After receiving the signal from the Head Waiter that the last of the sorbet cups had been removed, I directed the serving of the main course. Everything was moving quickly as each waiter picked up their required number of plates, delivering them to the guests and returning to the kitchen for their next tray.  I couldn't have asked for a smoother operation. Everything was functioning like a Swiss watch and then.....
 
Tom, my Executive Sous Chef, yells out from behind the line, "Where's the chicken?"  A sudden flurry of activity ensued with cooks and wait staff looking in each of the numerous holding ovens.  "I can't find anymore chicken!" Tom yells at me.  "What?" I exclaim, "How can that be?  We counted the pieces ourselves?"  Tom ran to the walk-in refrigerator, opened the door, paused and I could tell from my perch across the room, as his shoulders slumped forward, that he had found the missing chicken.
 
Disaster had struck.

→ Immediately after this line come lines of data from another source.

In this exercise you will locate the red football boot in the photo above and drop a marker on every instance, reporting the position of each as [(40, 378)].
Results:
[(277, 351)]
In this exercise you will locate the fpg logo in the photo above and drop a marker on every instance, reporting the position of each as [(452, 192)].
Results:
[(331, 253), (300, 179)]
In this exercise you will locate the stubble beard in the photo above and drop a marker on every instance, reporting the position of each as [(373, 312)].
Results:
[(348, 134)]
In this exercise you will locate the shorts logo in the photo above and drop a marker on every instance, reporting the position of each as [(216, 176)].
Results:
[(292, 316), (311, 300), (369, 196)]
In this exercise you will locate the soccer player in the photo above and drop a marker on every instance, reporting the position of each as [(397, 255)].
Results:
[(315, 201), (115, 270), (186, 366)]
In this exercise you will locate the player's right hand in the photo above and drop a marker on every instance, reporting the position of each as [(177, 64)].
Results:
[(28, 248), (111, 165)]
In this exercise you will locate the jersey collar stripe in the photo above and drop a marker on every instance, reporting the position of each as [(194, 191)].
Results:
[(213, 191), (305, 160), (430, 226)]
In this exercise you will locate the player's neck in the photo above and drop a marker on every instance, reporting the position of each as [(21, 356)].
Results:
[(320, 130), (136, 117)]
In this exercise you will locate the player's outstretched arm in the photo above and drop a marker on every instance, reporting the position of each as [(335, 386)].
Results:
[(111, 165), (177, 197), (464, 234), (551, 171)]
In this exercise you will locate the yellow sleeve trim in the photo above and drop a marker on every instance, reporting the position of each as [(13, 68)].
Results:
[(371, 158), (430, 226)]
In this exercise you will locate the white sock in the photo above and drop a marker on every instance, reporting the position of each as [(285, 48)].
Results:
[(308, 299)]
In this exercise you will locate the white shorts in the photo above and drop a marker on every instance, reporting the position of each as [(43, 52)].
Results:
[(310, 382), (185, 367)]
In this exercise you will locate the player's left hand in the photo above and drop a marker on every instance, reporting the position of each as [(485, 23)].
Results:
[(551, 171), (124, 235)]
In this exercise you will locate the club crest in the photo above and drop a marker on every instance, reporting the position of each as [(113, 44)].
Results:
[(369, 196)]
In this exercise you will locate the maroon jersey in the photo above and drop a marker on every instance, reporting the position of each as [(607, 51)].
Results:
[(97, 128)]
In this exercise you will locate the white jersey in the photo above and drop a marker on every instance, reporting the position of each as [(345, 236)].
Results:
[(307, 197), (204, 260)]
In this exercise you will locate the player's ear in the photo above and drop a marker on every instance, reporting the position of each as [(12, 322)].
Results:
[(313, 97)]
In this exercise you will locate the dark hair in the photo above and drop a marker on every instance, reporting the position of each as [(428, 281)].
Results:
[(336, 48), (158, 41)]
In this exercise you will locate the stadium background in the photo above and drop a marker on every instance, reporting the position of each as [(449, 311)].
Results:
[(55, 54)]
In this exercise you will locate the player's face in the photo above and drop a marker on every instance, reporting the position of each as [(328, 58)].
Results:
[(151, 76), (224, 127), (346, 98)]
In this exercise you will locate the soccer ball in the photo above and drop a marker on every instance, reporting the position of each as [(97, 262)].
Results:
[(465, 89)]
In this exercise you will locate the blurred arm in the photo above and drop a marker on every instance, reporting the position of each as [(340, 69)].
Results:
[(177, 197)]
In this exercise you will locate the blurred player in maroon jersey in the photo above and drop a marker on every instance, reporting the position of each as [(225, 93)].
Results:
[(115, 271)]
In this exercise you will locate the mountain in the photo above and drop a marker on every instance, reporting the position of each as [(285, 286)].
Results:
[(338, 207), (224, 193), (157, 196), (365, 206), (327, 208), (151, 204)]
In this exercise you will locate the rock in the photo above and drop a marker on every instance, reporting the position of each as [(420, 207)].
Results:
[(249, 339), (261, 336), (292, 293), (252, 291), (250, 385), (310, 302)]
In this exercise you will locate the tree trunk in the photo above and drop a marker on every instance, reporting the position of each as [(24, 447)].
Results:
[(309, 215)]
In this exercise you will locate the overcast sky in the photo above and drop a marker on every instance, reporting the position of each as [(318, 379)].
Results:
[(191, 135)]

We were two thirds of the way through our dinner service when we ran out of cooked Coq au Vin.  There remained, on the very top shelf of the walk-in, two large boxes of ready-to-cook chicken that Tom sheepishly brought out into the kitchen.
 
In the meantime, my carefully orchestrated food service plan went out the window as the army of waiters began to back up around me. Quickly a flurry of activity occurred behind the line as Sous Chefs, Cooks, Sauciers and assistants ran to turn on the vast array of deep fryers, ovens, grills and broilers that had been cold for hours.  Frantically we ran to the coolers to see what we could serve.
 
Fortunately for us, we never knew exactly how many people we were going to have for lunch the next day until 3:00 PM the day prior.  Consequently, it was necessary to always have on hand, and ready to go at a moments notice, some kind of entree for a thousand people.  In this case, I had a couple of large Steamship Rounds of Beef, fully cooked and needing only to be heated.
 
While my staff quickly sliced and heated the Roast Beef, I calmed the waiters, reorganized the lines, and within ten minutes we were serving again.  I made certain that the Roast Beef substitute was only served to tables that had not already received some of the Coq au Vin and everyone acted like this was totally normal.  Of course we knew, and any discriminating palate could surely tell, the difference between Au Jus and Coq au Vin sauce.
 
None of the guests even commented about the change in menu and the head table even sent their "compliments to the Chef." Of course for all that mattered I could have just fed everyone Peanut Butter Sandwiches that day since the movie they were screening was Star Wars, the year's biggest hit.
 
I found out later that during lunch that fateful day, a waiter, needing an empty cart, had entered the cook's walk-in, placed the two boxes of chicken on the top shelf and taken the cart.  Nobody thought to count the chicken a second time and everyone just assumed that we had cooked all the chicken.
 
To this day, I have never made that mistake again.  I ALWAYS personally count the entree TWICE!